Jan Monrad (18 March 1951 – 20 November 2015) was a Danish comedian, singer, and entertainer who was best known as part of the duo Monrad & Rislund. The other member was Søren Rislund.
Monrad was originally trained by a primary school teacher and was taught music and social studies. He made his debut in show business in early 1970, where he performed in Copenhagen. He released his first single, "Kød på bordet" in 1974. The following year he formed with Søren Rislund and the group Totalpetroleum. Rislund and Monrad had met in 1st grade at Frederiksberg School. The two developed their own special dark witticism, bad jokes, and satire and later changed the group's name Monrad & Rislund. For several years, he was associated with Ekstra Bladet as a TV reviewer, satirical commentator, and traffic reporter, while he has also appeared in several television programs, including Poul Thomsens Hund og Hund.

In 1990, he starred in the feature film Bananen - skræl den før din nabo.
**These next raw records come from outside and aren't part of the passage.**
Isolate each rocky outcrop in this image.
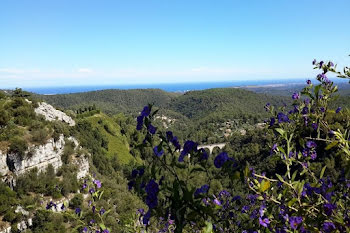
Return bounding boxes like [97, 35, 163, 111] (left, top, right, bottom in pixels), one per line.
[73, 155, 90, 180]
[0, 135, 90, 181]
[0, 151, 10, 176]
[7, 135, 65, 175]
[34, 102, 75, 126]
[0, 226, 12, 233]
[68, 137, 90, 180]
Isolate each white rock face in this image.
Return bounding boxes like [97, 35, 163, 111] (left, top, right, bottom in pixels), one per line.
[34, 102, 75, 126]
[7, 135, 65, 175]
[73, 155, 90, 180]
[0, 151, 10, 176]
[68, 137, 90, 180]
[0, 226, 11, 233]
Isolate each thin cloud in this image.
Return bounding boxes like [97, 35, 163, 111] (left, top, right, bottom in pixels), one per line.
[78, 68, 92, 73]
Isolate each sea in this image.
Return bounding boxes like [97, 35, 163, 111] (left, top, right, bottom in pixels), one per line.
[23, 78, 307, 95]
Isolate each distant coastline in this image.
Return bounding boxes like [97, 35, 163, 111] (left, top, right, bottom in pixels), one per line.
[23, 78, 306, 95]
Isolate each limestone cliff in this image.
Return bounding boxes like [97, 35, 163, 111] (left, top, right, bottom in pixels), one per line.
[34, 102, 75, 126]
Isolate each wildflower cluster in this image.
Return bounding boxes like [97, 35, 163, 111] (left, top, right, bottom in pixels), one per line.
[128, 105, 242, 232]
[129, 57, 350, 233]
[74, 175, 110, 233]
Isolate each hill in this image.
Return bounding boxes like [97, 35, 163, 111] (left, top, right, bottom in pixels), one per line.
[80, 113, 134, 164]
[38, 89, 179, 114]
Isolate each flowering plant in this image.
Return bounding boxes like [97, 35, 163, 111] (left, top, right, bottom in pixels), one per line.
[129, 58, 350, 232]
In 2009, Monrad debuted doing humorous accounts inspired by Storm P with the film Pølsesnak, in which living sausages appear in an unfiltered parallel universe with people. In 2010, he debuted as a soloist at Odsherred Teater with the critically acclaimed performance Må jeg være fri. He released Dejlige Destinationer and even a book: Pølsesnak 2.
He was married Marianne Monrad in 1990, whom he had five children with. During the time of his death, they lived in Holbaek, Northwest Zealand, Denmark.

Monrad died Friday, 20 November 2015, of a sudden blood clot in the lungs.